Abstract

Background. Colorectal cancer (CRC) has been the 3rd most commonly malignant tumor of the gastrointestinal tract in the world. 5-Methylcytosine (m5C) and long noncoding RNAs (lncRNAs) have an essential role in predicting the prognosis and immune response for CRC patients. Therefore, we built a m5C-related lncRNA (m5CRlncRNA) model to investigate the prognosis and treatment methods for CRC patients. Methods. Firstly, we secured the transcriptome and clinical data for CRC from The Cancer Genome Atlas (TCGA). Then, m5CRlncRNAs were recognized by coexpression analysis. Then, univariate Cox, least absolute shrinkage and selection operator (LASSO), and multivariate Cox regression analyses were utilized to build m5C-related prognostic characteristics. Besides, Kaplan-Meier analysis, ROC, PCA, -index, enrichment analysis, and nomogram were performed to investigate the model. Additionally, immunotherapy responses and antitumor medicines were explored for CRC patients. Results. A total of 8 m5C-related lncRNAs (AC093157.1, LINC00513, AC025171.4, AC090948.2, ZEB1-AS1, AC109449.1, AC009041.3, and LINC02516) were adopted to construct a risk model to investigate survival and prognosis for CRC patients. CRC samples were separated into low- and high-risk groups, with the latter having a worse prognosis. The m5C-related lncRNA model helps us to better distinguish immunotherapy responses and IC50 of antitumor medicines in different groups of CRC patients. Conclusion. The research may give new perspectives on tailored therapy approaches as well as novel theories for forecasting the prognosis of CRC patients.

1. Introduction

In terms of cancer-related deaths, colorectal cancer (CRC) is the third most frequent malignant tumor worldwide [1]. The recent epidemiological surveys showed that CRC contributes to 10% of all diagnosed cancers and 9.4% of cancer-related deaths [2]. The high incidence and low survival rate of CRC imposed a heavy economic burden and enormous public health pressure on the government. At present, the main clinical treatment strategies for CRC include surgery, chemotherapy, and radiotherapy, but with poor prognosis, easy recurrence, and significant side effects [3]. In order to better understand CRC, it is urgently needed to select key CRC-related genes, elucidate the potential pathogenesis of CRC, and develop novel diagnostic and therapeutic strategies for CRC.

Numerous studies have found that RNA modifications in epigenetic changes are intimately related to the progression of different types of tumors [4, 5]. At present, more than 150 RNA modifications have been recognized, such as N1-methyladenosine (m1A), 5-methylcytosine (m5C), N6-methyladenosine (m6A), 7-methylguanosine (m7G), microRNA, and long noncoding RNA (lncRNA) [6]. With the in-depth study of RNA modification, m5C has received increasing attention from scholars around the world. As a widespread RNA modification of noncoding and coding RNAs, m5C has a crucial function in the regulation of physiological and pathological processes in the organism [7]. A study demonstrated that m5C regulators were linked to the occurrence and progression of cancer [8]. In bladder cancer, the m5C modification writer NSUN2 modulates HDGF expression in a m5C-dependent manner in order to promote cancer development [9].
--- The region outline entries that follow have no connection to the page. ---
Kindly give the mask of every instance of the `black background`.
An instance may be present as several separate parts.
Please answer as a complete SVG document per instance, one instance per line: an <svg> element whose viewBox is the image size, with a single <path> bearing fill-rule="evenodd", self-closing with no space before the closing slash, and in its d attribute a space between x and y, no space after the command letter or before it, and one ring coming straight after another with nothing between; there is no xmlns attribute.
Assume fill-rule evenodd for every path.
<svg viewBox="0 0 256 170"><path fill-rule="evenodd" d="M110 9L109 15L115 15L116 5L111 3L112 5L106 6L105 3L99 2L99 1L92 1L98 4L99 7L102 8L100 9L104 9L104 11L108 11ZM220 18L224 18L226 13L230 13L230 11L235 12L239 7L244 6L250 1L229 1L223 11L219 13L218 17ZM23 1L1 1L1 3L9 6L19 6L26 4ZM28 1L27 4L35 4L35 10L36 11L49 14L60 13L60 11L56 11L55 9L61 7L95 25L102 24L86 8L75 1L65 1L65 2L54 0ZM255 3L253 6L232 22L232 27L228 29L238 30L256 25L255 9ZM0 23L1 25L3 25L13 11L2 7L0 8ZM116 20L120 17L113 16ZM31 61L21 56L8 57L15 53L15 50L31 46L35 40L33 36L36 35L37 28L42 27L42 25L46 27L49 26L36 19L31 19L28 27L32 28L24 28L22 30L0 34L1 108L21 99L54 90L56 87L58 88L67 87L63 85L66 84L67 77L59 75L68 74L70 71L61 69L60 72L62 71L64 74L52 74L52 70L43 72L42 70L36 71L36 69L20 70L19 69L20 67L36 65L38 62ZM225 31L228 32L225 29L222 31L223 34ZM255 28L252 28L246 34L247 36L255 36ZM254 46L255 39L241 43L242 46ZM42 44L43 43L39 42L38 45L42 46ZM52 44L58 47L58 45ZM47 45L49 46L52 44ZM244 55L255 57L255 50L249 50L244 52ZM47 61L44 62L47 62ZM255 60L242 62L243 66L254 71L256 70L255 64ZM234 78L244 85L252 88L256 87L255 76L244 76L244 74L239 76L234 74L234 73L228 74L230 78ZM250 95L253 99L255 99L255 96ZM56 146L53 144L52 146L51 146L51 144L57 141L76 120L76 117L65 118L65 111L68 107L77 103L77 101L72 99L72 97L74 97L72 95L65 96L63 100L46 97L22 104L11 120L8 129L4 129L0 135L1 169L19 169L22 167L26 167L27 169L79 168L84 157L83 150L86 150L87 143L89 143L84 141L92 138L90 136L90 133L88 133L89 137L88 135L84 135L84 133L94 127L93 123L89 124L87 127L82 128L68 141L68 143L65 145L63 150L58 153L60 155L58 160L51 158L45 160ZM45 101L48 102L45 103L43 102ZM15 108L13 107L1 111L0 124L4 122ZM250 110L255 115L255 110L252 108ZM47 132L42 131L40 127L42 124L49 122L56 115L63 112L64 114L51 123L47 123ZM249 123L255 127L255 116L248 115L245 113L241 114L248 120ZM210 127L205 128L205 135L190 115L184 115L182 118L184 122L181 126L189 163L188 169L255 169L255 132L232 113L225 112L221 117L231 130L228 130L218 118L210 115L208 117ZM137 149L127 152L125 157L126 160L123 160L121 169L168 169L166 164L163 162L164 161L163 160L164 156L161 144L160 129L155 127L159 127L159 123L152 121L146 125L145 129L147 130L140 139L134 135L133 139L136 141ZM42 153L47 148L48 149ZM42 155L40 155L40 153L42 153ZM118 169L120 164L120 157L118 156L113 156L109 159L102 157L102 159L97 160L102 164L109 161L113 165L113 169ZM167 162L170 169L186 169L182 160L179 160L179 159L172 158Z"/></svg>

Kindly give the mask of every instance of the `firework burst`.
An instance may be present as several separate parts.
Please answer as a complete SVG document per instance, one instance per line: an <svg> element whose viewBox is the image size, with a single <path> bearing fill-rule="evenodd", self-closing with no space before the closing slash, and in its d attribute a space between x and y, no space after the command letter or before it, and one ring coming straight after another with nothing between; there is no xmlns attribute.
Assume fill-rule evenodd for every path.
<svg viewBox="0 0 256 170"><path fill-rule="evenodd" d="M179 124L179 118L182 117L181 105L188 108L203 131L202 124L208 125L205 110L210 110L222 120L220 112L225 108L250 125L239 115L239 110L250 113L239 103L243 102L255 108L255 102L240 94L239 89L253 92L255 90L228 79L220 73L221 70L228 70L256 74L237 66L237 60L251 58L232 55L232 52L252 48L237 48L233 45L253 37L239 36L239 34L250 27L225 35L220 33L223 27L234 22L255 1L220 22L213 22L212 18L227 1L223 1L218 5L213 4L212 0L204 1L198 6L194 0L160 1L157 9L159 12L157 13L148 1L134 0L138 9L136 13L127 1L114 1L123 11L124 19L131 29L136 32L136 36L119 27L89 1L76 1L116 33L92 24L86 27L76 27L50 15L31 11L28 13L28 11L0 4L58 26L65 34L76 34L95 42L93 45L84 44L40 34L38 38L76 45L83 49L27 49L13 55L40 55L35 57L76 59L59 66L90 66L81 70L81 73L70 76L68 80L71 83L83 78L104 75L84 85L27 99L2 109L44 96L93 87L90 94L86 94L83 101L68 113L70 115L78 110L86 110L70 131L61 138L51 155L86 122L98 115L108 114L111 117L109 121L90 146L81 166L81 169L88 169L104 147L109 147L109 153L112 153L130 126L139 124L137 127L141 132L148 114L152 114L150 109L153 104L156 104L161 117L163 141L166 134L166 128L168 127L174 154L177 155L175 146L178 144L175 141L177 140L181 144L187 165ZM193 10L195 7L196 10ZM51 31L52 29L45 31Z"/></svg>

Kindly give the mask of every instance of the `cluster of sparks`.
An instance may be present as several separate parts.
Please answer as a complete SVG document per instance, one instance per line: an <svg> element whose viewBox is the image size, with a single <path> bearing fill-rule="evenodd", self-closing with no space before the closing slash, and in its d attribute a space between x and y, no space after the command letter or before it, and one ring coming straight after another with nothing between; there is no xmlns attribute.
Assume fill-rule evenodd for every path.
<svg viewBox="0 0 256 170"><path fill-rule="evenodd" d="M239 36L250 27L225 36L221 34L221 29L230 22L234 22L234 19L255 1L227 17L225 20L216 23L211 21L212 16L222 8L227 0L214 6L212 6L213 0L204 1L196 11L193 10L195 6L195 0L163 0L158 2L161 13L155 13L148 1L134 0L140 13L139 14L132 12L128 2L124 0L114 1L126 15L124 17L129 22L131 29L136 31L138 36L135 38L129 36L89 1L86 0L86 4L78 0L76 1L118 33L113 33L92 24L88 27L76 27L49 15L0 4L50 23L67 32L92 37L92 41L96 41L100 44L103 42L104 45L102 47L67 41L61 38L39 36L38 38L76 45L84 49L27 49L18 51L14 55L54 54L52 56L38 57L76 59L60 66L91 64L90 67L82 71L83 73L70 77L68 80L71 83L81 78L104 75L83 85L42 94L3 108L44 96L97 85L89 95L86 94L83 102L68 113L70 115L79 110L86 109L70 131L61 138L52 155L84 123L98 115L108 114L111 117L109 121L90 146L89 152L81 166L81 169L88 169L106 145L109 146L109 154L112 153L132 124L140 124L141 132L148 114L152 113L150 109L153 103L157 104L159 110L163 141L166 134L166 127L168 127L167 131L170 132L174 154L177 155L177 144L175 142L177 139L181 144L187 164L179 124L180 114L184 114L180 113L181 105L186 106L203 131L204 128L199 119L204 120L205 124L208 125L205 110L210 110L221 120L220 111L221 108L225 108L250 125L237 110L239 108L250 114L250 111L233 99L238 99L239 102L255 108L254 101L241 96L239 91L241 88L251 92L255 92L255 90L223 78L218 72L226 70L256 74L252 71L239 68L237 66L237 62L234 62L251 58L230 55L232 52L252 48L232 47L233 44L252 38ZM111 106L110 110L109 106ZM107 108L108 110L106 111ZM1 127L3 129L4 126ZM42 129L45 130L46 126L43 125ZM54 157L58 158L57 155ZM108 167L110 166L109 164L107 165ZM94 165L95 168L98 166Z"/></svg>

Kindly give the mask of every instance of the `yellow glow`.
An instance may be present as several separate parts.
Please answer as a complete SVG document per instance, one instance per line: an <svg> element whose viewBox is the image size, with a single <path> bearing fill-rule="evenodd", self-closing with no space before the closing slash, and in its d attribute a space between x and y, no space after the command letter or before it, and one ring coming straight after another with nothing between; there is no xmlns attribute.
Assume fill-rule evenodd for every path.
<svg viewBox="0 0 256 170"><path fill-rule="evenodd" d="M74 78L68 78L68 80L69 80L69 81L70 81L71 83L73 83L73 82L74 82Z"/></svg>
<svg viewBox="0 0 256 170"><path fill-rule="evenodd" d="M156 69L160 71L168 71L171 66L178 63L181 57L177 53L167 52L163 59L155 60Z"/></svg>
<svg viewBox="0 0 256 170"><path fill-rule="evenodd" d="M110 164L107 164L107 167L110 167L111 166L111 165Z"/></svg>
lncRNA is the nonprotein-coding RNA fraction of over 200 nucleotides in length that cannot be translated into protein [10]. It has been shown that RNA methylation of lncRNAs could impact cancer progression [11]. With the advancement of sequencing technology, m5C was found to be extensively distributed in lncRNAs. However, the utility of m5C in lncRNAs is still uncertain. Therefore, identifying m5C-related lncRNAs (m5CRlncRNAs) in CRC pathogenesis may help provide a rational basis for targeted therapy and prognosis.

In this study, bioinformatics analysis was used to examine the potential contribution of m5CRlncRNAs to CRC. The Cancer Genome Atlas was used to obtain a database of m5C genes and lncRNAs (TCGA). Then, using Pearson’s correlation analysis, we were able to identify the m5CRlncRNA. Additionally, a brand-new risk model for the m5CRlncRNA was developed to forecast overall survival (OS) in CRC patients. We also created a nomogram incorporating clinical data to predict the overall survival of CRC patients. Finally, we looked for the connection between immunotherapy responses.

2. Materials and Methods

2.1. Data Acquisition

TCGA database was utilized to retrieve RNA transcriptome data, relevant clinical information, and mutation data from CRC samples. We used the R package to process the downloaded files. To reduce statistical bias, we excluded CRC patients with absent OS values and short OS values (<30 days).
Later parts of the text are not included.